Nascono così, prima a Roma nel 1907 e poi in altre città d’Italia le “Case dei bambini”, l’Opera nazionale per l’infanzia (Onm) che nel ’23 sostituisce la Società degli Amici del Metodo, da cui si dimette qualche anno dopo, e l’Opera Montessori, nel 1947, quando ritorna in Italia dopo essere espatriata in Spagna, in Olanda, in India. Vera cittadina del mondo, ovunque va fonda scuole, forma insegnanti, tiene conferenze, lavora e si relaziona con i più piccoli.
“Aiutami a fare da solo” è forse la sua frase più celebre, che sintetizza l’anelito del bambino all’autonomia che gli adulti – e la scuola in primis – devono assecondare e nutrire. Perché il bambino felice è quello capace di far da solo, di concentrarsi indisturbato nel gioco e nel fare con le mani, mentre la scuola, ai tempi di Montessori e purtroppo ancora oggi troppo spesso, è vissuta come una prigione.
Maria visse la noia e la frustrazione in prima persona e ce lo racconta il ricco e documentatissimo ritratto costruito da Cristina De Stefano nel suo libro Il bambino è maestro. Vita di Maria Montessori (Rizzoli, 2020): «Si sta immobili nei banchi, si ascolta la maestra per ore, si ripete la lezione in coro. Se ci si comporta male si viene puniti. La bambina ha sei anni e detesta tutto fin dal primo giorno».
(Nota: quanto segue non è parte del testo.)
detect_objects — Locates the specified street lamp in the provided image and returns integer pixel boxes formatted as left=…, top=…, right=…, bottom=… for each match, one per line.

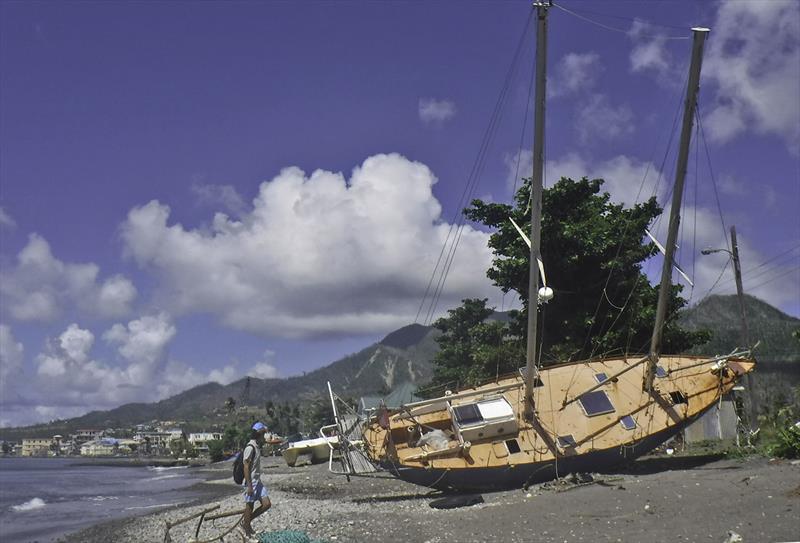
left=701, top=225, right=756, bottom=434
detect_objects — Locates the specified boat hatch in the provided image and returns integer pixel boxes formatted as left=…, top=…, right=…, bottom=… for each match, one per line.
left=557, top=435, right=577, bottom=448
left=578, top=390, right=615, bottom=417
left=669, top=391, right=688, bottom=405
left=505, top=439, right=521, bottom=454
left=619, top=415, right=636, bottom=430
left=594, top=372, right=608, bottom=384
left=453, top=404, right=482, bottom=425
left=655, top=365, right=668, bottom=378
left=451, top=397, right=518, bottom=442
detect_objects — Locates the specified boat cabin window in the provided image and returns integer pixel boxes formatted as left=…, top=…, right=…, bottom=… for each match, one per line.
left=594, top=372, right=608, bottom=384
left=578, top=390, right=615, bottom=417
left=505, top=439, right=521, bottom=454
left=453, top=404, right=483, bottom=426
left=557, top=435, right=577, bottom=448
left=669, top=391, right=688, bottom=405
left=655, top=365, right=668, bottom=378
left=619, top=415, right=636, bottom=430
left=451, top=397, right=518, bottom=442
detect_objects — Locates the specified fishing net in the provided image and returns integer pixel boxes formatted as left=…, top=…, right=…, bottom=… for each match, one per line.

Parte da qui la missione di tutta la sua vita che è cambiare il mondo a cominciare dalla liberazione dell’infanzia («la vera questione sociale del nostro tempo») e dalla difesa del bambino, fino ad oggi dimenticato e sostituito dall’adulto. Oltre ai numerosissimi viaggi e al “metodo” delle sue scuole, Montessori scrive e pubblica testi divenuti ormai capisaldi della pedagogia mondiale: “Antropologia pedagogica”, “Manuale di pedagogia scientifica”, “Il bambino in famiglia”, “La mente del bambino”, “Educazione per un mondo nuovo”, pubblicato in Italia solo nel 1970, “Educazione e pace”. L’ultima creatura, pochi mesi prima di morire, la rivista “Vita dell’infanzia” che compie quest’anno settant’anni e festeggia l’anniversario con la pubblicazione di tutti gli articoli editi.
Celebrarla a settant’anni dalla sua scomparsa è dedicare un inno alla sacralità del bambino e all’umanità intera: «La figura del bambino si presenta possente e misteriosa, e noi dobbiamo meditare su di essa perché il bambino, che chiude in sé il segreto della nostra natura, divenga il nostro maestro».